If the DNA Confirmation inputs were well tracked, one could create McGuire charts and which might help users to evaluate testing options and the data (along with odds or probability calculation):
If we can start doing these kinds of relationship analyses, we can, I think, significantly expand our answer to "What conclusions can users confidently draw from what they're getting from AncestryDNA, MyHeritage, etc?" Rather than having questionable suggestions imputed from tangled and unsourced trees via algorithms that are a black box, we can open the box to show how the certainty is determined and provide users with a verifiable level of certainty. I believe that there's a real parallel here between the push for open source code in science vs closed source "black box" code. WT can be the open source option - trustworthy and verifiable - in its code more than in the source data.
Although Chris isn't interested in re-hashing the "whether we should require public verification" question, there is a relevant aspect here. Because we have a better opportunity for how to be open and verifiable: Provide an analysis that is open and a platform for the data. As more people contribute relationship data to answering questions, outliers will become apparent, and those can be marked as such and viewed with a skeptical eye. This, for the doubters, is actual verification... not linking the fake kit I may have uploaded to GEDmatch!. The value to users continues as the dataset grows. Moreover, being cross-platform — as far as DNA data goes — there's an opportunity to reach conclusions that can't currently be accessed on other platforms.
The Tangent on Segments:
I am still unsure if we might want to store start and stop points for segment matches.
Regarding the tangent on storage of segment position data, I'm against the storage aspect. As outlined above, I believe that there is much more that we have the potential to do without getting into segment positions.
As medical inferences could be made from accessible start and stop points for segment matches, segment position storage should not be part of WikiTree. It creates both regulatory and privacy risks. For good reason, many jurisdictions redact or withhold cause of death from public inspection on death records. Such information links living individuals, especially those closely related, with a greater likelihood of certain genetic conditions.
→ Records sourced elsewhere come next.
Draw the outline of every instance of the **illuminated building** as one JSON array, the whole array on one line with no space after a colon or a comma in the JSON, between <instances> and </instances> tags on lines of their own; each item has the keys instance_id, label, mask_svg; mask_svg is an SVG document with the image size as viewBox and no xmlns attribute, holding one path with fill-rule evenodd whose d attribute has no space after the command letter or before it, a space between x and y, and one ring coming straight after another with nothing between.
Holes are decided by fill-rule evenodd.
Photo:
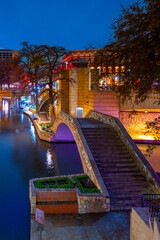
<instances>
[{"instance_id":1,"label":"illuminated building","mask_svg":"<svg viewBox=\"0 0 160 240\"><path fill-rule=\"evenodd\" d=\"M9 62L11 59L14 59L19 55L19 51L10 50L10 49L0 49L0 81L2 89L17 89L19 87L19 83L12 83L13 71L9 66Z\"/></svg>"},{"instance_id":2,"label":"illuminated building","mask_svg":"<svg viewBox=\"0 0 160 240\"><path fill-rule=\"evenodd\" d=\"M116 63L114 57L102 54L100 49L70 51L62 58L62 68L89 68L92 90L113 90L124 72L123 65Z\"/></svg>"}]
</instances>

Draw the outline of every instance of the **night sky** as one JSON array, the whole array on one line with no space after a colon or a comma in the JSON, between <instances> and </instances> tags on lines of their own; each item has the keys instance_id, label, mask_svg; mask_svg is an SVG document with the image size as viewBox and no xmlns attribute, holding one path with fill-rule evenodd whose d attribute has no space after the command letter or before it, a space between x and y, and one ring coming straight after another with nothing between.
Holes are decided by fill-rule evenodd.
<instances>
[{"instance_id":1,"label":"night sky","mask_svg":"<svg viewBox=\"0 0 160 240\"><path fill-rule=\"evenodd\" d=\"M134 0L6 0L0 5L0 48L21 42L85 49L103 47L120 5Z\"/></svg>"}]
</instances>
Still, some provide such information. (Such may depend on local healthcare and/or privacy laws.) So if a segment containing a SNP with a causal relation to the cause of death, then medical information can be inferred with even higher certainty about any others with that cited segment. I would swerve to avoid that landmine.
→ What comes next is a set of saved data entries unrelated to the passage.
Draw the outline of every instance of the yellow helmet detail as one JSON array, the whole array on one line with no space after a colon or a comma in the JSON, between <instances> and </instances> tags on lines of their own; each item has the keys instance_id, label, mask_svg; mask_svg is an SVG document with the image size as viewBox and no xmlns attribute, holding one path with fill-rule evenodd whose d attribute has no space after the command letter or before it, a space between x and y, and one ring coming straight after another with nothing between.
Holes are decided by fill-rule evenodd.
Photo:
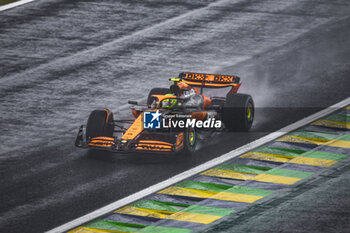
<instances>
[{"instance_id":1,"label":"yellow helmet detail","mask_svg":"<svg viewBox=\"0 0 350 233\"><path fill-rule=\"evenodd\" d=\"M174 94L166 94L165 96L175 96ZM162 108L172 109L176 106L177 99L169 98L162 101Z\"/></svg>"}]
</instances>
That said, there could be a middle ground approach here. WT could have a calculator input using segment information which could (1) calculate and (2) evaluate relationship confirmations which does not store the segment position data. Perhaps what could be recorded, not for individuals, but for analysis purposes, is the number of cM for each segment. Such could be done collaboratively with the Shared cM Project to help grow the database using WT to help crowdsource further collection. I could see a synergy between WT and the Shared cM project there - it would certainly "increase the world's common store of knowledge." This could produce useful info for endogamous populations, more complex relationships, and even for simple relationships — as the Shared cM Project does not currently take segment number or size distribution into account.